In a similar vein, when reading a file, one may wish to exclude columns upfront, rather than wastefully reading unwanted data into memory and later discarding them.
As of pandas 0.20.0, usecols now accepts callables.1 This update allows more flexible options for reading columns:
skipcols = [...]
read_csv(..., usecols=lambda x: x not in skipcols)

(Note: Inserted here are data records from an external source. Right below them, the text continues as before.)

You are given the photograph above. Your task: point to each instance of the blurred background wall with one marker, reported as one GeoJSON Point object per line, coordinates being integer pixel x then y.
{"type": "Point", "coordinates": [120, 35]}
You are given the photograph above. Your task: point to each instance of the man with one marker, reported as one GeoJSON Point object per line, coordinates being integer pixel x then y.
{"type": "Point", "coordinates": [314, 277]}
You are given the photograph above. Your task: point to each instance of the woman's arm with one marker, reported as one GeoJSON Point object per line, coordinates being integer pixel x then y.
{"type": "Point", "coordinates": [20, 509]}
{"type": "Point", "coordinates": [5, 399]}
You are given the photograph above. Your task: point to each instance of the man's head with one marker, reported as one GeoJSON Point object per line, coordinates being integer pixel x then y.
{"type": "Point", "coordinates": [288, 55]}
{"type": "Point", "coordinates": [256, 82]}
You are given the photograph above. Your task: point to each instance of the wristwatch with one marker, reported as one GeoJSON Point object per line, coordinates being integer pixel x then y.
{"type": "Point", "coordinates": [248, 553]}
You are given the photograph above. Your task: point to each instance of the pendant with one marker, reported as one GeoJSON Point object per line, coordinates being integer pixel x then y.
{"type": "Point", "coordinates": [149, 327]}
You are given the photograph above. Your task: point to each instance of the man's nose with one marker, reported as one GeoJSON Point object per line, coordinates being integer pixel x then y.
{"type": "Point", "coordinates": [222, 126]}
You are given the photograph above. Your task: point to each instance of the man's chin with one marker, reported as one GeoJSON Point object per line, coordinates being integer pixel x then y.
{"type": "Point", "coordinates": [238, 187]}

The latter pattern is essentially the inverse of the traditional usecols method - only specified columns are skipped.
Given
Data in a file
import numpy as np
import pandas as pd
df = pd.DataFrame(np.random.randn(100, 4), columns=list('ABCD'))
filename = "foo.csv"
df.to_csv(filename)
Code
skipcols = ["B", "D"]
df1 = pd.read_csv(filename, usecols=lambda x: x not in skipcols, index_col=0)
df1
Output
A C
0 0.062350 0.076924
1 -0.016872 1.091446
2 0.213050 1.646109
3 -1.196928 1.153497
4 -0.628839 -0.856529
...
Details
A DataFrame was written to a file. It was then read back as a separate DataFrame, now skipping unwanted columns (B and D).
Note that for the OP's situation, since data is already created, the better approach is the accepted answer, which drops unwanted columns from an extant object. However, the technique presented here is most useful when directly reading data from files into a DataFrame.
A request was raised for a "skipcols" option in this issue and was addressed in a later issue.